Indagado se o atual Governo tem projeto para essa mudança, ele disse: “Não há nada esboçado, mas espero que seja esboçado e encaminhado rápido”. Silveira criticou as agências por extrapolarem a ideia de autonomia. “Uma coisa é autonomia, outra coisa é soberania, supremacia.” Para ele, é preciso alterar a correlação de forças entre o poder de um representante eleito pelo voto popular, como o presidente da República, e uma agência reguladora.

Mudanças já feitas

O ministro destacou que o Governo Lula já editou decreto-lei, em abril deste ano, que determina novas exigências para futuras concessões. Uma das novas exigências foi incluir os extremos climáticos – não considerados nos anos 1990 – na medição da qualidade dos serviços prestados pelas concessionárias. “O contrato atual é frouxo, inadequado à realidade do setor energético”, disse. “É um contrato que absurdamente expurga dos índices de medição de qualidade os eventos climáticos extremos”.

Outra nova exigência foi estabelecer o mesmo critério de qualidade para todos os bairros ou regiões atendidos pelas concessionárias. O contrato da Enel em São Paulo é baseado numa média geral, o que permite serviço ruim em algumas áreas, compensado por boas notas atingidas em bairros mais bem atendidos.

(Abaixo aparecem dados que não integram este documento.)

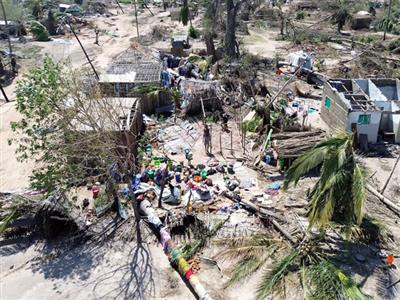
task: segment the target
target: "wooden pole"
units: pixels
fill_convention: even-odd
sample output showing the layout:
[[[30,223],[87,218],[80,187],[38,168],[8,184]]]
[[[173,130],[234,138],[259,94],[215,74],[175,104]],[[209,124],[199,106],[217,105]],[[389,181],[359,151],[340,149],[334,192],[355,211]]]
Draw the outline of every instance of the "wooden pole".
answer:
[[[203,97],[200,97],[200,102],[201,102],[201,109],[203,110],[203,118],[204,118],[204,122],[206,121],[206,112],[204,110],[204,103],[203,103]]]
[[[94,75],[96,76],[97,80],[99,80],[100,79],[99,74],[97,74],[97,71],[96,71],[96,69],[94,68],[94,66],[92,64],[92,61],[90,60],[89,55],[86,53],[85,48],[83,47],[81,41],[78,38],[78,35],[76,34],[76,32],[75,32],[74,28],[72,27],[71,23],[69,23],[68,25],[69,25],[69,28],[71,28],[71,31],[74,34],[76,40],[78,41],[79,46],[81,46],[81,49],[82,49],[83,53],[85,54],[87,61],[89,62],[90,66],[92,67]]]
[[[212,137],[213,137],[213,130],[212,125],[210,125],[210,153],[212,154]]]
[[[231,155],[233,155],[233,132],[231,130]]]
[[[222,132],[219,133],[219,152],[222,155]]]
[[[390,201],[388,198],[383,196],[381,193],[379,193],[375,188],[373,188],[370,184],[367,184],[367,190],[373,194],[375,197],[377,197],[379,200],[382,201],[383,204],[385,204],[387,207],[389,207],[393,212],[395,212],[397,215],[400,216],[400,206],[394,204],[392,201]]]
[[[276,93],[276,95],[271,99],[271,101],[268,103],[268,105],[266,106],[266,108],[271,107],[271,105],[274,103],[274,101],[278,98],[278,96],[283,92],[283,90],[285,89],[285,87],[292,81],[292,79],[297,76],[297,74],[301,71],[301,69],[303,68],[303,65],[299,66],[298,69],[296,70],[296,72],[293,73],[292,77],[289,78],[288,81],[285,82],[285,84],[282,86],[282,88],[278,91],[278,93]]]
[[[119,1],[118,1],[118,0],[115,0],[115,2],[117,2],[117,5],[118,5],[119,9],[120,9],[120,10],[122,11],[122,13],[124,14],[125,12],[124,12],[124,10],[122,9],[121,4],[119,4]]]
[[[4,88],[1,84],[0,84],[0,89],[1,89],[1,93],[3,94],[4,100],[6,100],[6,102],[10,102],[10,100],[8,100],[6,92],[4,91]]]
[[[382,194],[382,195],[383,195],[383,193],[385,192],[386,187],[387,187],[387,185],[388,185],[390,179],[391,179],[392,176],[393,176],[394,170],[396,169],[397,164],[399,163],[399,160],[400,160],[400,155],[397,157],[397,160],[396,160],[396,162],[394,163],[394,166],[393,166],[393,168],[392,168],[392,171],[390,172],[389,177],[388,177],[388,179],[387,179],[386,182],[385,182],[385,185],[384,185],[383,188],[381,189],[381,194]]]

Outra nova regra é a limitação de distribuição de dividendos a acionistas em caso de descumprimento das exigências contratuais. “No limite mínimo previsto em lei”, disse o ministro. “E falaram que o Governo é intervencionista”.

Silveira voltou a criticar a privatização da Eletrobras, “o último braço que o Governo tinha para socorrer os brasileiros em momentos extremos”. Ele lembrou que o ministério foi obrigado a recorrer à ajuda de outras concessionárias no apagão da Grande São Paulo, que cederam equipamentos e pessoal para tentar retomar o abastecimento.

Aneel

Silveira não falou a respeito da composição atual da Aneel, nem foi perguntado a respeito. Mas parte da Aneel, incluindo a presidência, é composta por diretores nomeados pelo ex-presidente Jair Bolsonaro, que além de colocar esses dirigentes lá, ampliou de quatro para cinco anos o mandato de cada um.

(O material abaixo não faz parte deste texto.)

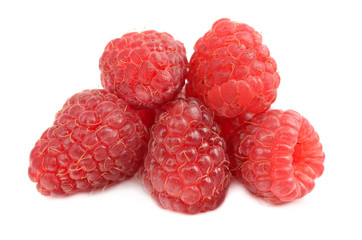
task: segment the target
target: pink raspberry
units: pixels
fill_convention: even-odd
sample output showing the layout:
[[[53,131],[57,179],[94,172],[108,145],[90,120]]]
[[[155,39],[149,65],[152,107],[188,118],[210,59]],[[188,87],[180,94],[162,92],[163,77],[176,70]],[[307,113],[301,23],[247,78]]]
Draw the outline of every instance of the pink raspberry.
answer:
[[[234,118],[268,110],[280,77],[261,35],[223,18],[196,42],[188,81],[188,96],[201,99],[216,115]]]
[[[234,137],[232,150],[233,175],[250,192],[272,203],[305,196],[324,170],[317,132],[292,110],[255,115]]]
[[[139,169],[148,131],[106,90],[74,94],[30,153],[29,177],[43,195],[64,196],[123,181]]]
[[[140,179],[161,207],[195,214],[222,203],[230,174],[219,134],[196,99],[176,99],[156,115]]]
[[[186,50],[165,32],[131,32],[107,44],[99,69],[105,89],[133,106],[156,108],[185,84]]]

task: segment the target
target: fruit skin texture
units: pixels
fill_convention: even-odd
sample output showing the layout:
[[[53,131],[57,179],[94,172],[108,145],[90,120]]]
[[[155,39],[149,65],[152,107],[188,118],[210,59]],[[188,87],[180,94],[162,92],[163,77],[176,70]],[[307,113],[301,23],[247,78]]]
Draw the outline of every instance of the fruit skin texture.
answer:
[[[277,97],[276,71],[261,35],[223,18],[196,42],[186,91],[219,116],[256,114],[268,110]]]
[[[275,204],[305,196],[324,170],[317,132],[292,110],[255,115],[235,135],[231,156],[232,174],[250,192]]]
[[[220,206],[230,172],[219,134],[196,99],[176,99],[158,112],[139,179],[161,207],[196,214]]]
[[[104,188],[133,176],[148,130],[129,105],[106,90],[74,94],[30,153],[29,178],[43,195]]]
[[[133,106],[156,108],[185,84],[186,49],[170,34],[131,32],[110,41],[99,60],[102,86]]]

A agência, ressaltou Silveira, não cumpriu a determinação de pressionar a Enel no ano passado, quando o primeiro dos grandes apagões atingiu a Grande São Paulo. O ministro lembrou que apenas multas foram dadas à concessionária que, por sua vez. recorreu à Justiça e não pagou os valores. Tampouco respeitou o acordo para ampliar o número de funcionários, com a contratação de 1.200 pessoas. A Enel só contratou 174 pessoas até o momento. E não houve punição para o descumprimento.

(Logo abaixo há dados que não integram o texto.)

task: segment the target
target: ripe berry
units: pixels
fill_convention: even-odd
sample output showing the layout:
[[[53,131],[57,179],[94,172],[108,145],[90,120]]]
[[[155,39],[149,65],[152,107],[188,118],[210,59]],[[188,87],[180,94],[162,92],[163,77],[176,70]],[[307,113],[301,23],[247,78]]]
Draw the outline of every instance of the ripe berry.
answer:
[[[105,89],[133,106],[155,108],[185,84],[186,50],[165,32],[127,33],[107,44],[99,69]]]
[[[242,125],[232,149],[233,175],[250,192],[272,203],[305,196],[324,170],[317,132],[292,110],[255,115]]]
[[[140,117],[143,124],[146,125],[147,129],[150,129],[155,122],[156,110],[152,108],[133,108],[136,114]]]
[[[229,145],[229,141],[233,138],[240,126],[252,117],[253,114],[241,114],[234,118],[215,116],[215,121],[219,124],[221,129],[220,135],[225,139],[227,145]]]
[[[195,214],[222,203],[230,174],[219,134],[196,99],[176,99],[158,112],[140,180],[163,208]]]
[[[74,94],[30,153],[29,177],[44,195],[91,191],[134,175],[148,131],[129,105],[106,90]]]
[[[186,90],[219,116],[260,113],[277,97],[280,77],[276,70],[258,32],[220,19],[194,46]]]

O ministro de Minas e Energia defendeu que a Aneel abra o chamado devido processo legal, para que então o Governo Federal possa intervir com mais severidade. Na opinião dele, a ação governamental poderia chegar a “uma intervenção com possível caducidade”. Segundo Silveira, a caducidade corresponde a “eliminar o CNPJ” da empresa, e os efeitos disso incluiriam a demissão dos trabalhadores e que a União assumisse todos os custos de uma intervenção desse porte. Outra opção seria uma passagem de controle para outra concessionária.

Choque em São Paulo

A empresa que fazia a distribuição de energia elétrica em São Paulo, até 1998, era a Eletropaulo, empresa pública que foi privatizada naquele ano, quando a venda de ativos estatais era uma das principais plataformas do governo FHC. A compradora foi a AES, dos Estados Unidos, que obteve um contrato de concessão de 30 anos. Em 2018, a AES vendeu a concessão para a italiana Enel. Tal contrato vence em 2028, sem direito a prorrogação automática – o que valeria caso a concessionária ainda fosse a AES.

O engenheiro elétrico Ikaro Chaves, da Federação Nacional dos Urbanitários, especialista no setor, observa que a Aneel é uma autarquia com independência funcional e financeira, imune à tutela. “O Ministério de Minas e Energia não pode determinar nada”, disse. Medidas mais rigorosas, como a encampação da Enel, embora prevista na lei 8987/1995, que guiou o programa de privatizações, teria de ser objeto de medida provisória, mas causaria forte reação do mercado.

Porém, a julgar pelas declarações de Silveira, o ministério estaria pronto a assumir o risco de medidas mais duras. “Eu o faço em um segundo”, disse, durante a entrevista. Mas, de novo, só depois de a Aneel cumprir a etapa de abertura do processo, sem a qual o Governo cometeria ilegalidade.